A diversificação económica não deve ser apenas uma dispersão de esforços precisa de foco e priorização. Angola tem condições para desenvolver quatro grandes motores complementares ao petróleo:

 

  • Agronegócio e indústria alimentar:
    Angola pode transformar-se no celeiro da África Austral. Com terras férteis, recursos hídricos abundantes e clima favorável, há potencial para produzir e processar alimentos, criando cadeias de valor locais. O desafio está na mecanização, na logística e no financiamento rural. Programas de microcrédito agrícola e parcerias público-privadas podem acelerar esse caminho.

 

  • Mineração e indústrias de transformação:
    O país é rico em diamantes, ferro, cobre, ouro e minerais críticos usados em tecnologias verdes. Em vez de exportar apenas matéria-prima, Angola deve apostar na industrialização local, transformando minérios, produzindo metais e componentes. Isso exige energia estável, zonas industriais bem equipadas e políticas fiscais atrativas.

 

  • Turismo e património cultural:
    Com uma costa de 1.600 km, parques naturais, cidades históricas e diversidade cultural, Angola pode construir uma marca turística diferenciada. Contudo, é necessário investir em acessos, formação e promoção internacional. O turismo é uma indústria de contacto humano e pode gerar milhares de empregos diretos, sobretudo para os jovens.

 

  • Economia digital e inovação:
    A revolução tecnológica representa uma oportunidade para saltar etapas. Start-ups angolanas começam a despontar em áreas como fintech, educação online e e-commerce. O investimento em conectividade, formação em programação e cibersegurança pode transformar o sector num dos pilares do futuro. O Estado deve atuar como facilitador, não como controlador.

 

Reformas estruturais: o verdadeiro teste

A transição económica não será possível sem reformas estruturais profundas. Em primeiro lugar, é indispensável modernizar o sistema fiscal, tornando-o mais simples e justo, para que pequenas e médias empresas possam crescer. Em segundo, o sistema financeiro precisa abrir-se a novas formas de financiamento, como fundos de investimento e capital de risco, reduzindo a dependência do crédito bancário.
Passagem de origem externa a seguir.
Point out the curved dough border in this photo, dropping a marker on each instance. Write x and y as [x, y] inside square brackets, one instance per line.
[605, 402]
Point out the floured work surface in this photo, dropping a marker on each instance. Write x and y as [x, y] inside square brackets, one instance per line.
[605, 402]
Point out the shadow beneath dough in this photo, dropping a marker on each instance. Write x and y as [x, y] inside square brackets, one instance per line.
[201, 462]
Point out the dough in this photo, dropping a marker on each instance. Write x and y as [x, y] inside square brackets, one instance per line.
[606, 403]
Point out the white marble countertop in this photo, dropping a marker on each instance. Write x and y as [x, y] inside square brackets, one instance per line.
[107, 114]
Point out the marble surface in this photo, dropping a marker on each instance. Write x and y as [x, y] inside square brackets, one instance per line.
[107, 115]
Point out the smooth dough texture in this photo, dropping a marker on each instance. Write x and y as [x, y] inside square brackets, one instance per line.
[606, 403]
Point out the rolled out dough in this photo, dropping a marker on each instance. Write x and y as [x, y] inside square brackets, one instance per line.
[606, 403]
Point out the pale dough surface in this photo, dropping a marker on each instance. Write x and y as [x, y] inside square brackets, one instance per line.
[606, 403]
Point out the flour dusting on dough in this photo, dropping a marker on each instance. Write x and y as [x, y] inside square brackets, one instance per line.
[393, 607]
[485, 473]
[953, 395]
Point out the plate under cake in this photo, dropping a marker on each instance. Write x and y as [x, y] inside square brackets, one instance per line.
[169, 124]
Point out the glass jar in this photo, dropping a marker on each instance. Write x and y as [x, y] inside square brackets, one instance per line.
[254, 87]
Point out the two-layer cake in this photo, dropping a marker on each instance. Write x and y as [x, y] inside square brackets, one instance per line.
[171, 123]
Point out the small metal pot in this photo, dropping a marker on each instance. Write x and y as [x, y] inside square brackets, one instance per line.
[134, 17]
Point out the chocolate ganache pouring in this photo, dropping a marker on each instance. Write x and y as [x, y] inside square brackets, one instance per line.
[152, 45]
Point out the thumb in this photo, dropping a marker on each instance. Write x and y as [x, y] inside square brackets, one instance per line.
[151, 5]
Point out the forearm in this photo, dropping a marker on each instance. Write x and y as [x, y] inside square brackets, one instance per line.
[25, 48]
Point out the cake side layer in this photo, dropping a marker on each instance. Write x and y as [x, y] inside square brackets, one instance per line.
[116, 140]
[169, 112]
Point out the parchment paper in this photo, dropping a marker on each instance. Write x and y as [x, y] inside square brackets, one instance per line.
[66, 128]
A reforma do ensino técnico e profissional também é central. Um país diversificado precisa de técnicos, engenheiros e gestores formados para os sectores produtivos. A educação não pode continuar desligada das necessidades reais do mercado de trabalho. Além disso, a luta contra a corrupção e a transparência na gestão pública são pré-condições para atrair investimento sustentável.

A descentralização económica com mais competências e recursos para as províncias é outro pilar estratégico. O desenvolvimento não pode continuar concentrado em Luanda. Províncias como Huíla, Benguela, Cuanza Sul ou Malanje têm potencial para se tornar polos agroindustriais, turísticos e logísticos. É no território que a diversificação deve acontecer, não apenas nas planilhas de ministérios.

 

Um futuro possível: Angola produtiva e sustentável

Diversificar não é abandonar o petróleo, mas usar a sua riqueza como alavanca para um novo ciclo. O desafio é converter rendas do passado em investimentos do futuro em escolas, tecnologia, infraestruturas e inovação. O petróleo deve financiar a transição, não perpetuar a dependência.

O futuro de Angola será decidido pela capacidade de transformar a sua economia rentista numa economia produtiva. Isso exige continuidade política, instituições sólidas e uma visão nacional partilhada. Não se trata apenas de reformar leis ou criar programas, mas de mudar mentalidades: substituir o imediatismo da extração pela paciência da produção.

O país dispõe de recursos, juventude, território e posição geográfica estratégica. O que falta é disciplina, coordenação e um compromisso coletivo com o desenvolvimento. Se Angola conseguir fazer essa travessia do petróleo à produtividade, poderá finalmente libertar-se da maldição dos recursos e construir uma economia verdadeiramente soberana, inclusiva e sustentável.

 

Conclusão:

A diversificação não é apenas um tema económico é um projeto de nação. Um país que produz, transforma e exporta com base no seu próprio talento torna-se mais independente e respeitado. É tempo de Angola olhar para além do petróleo e descobrir que a sua maior riqueza sempre esteve no seu povo.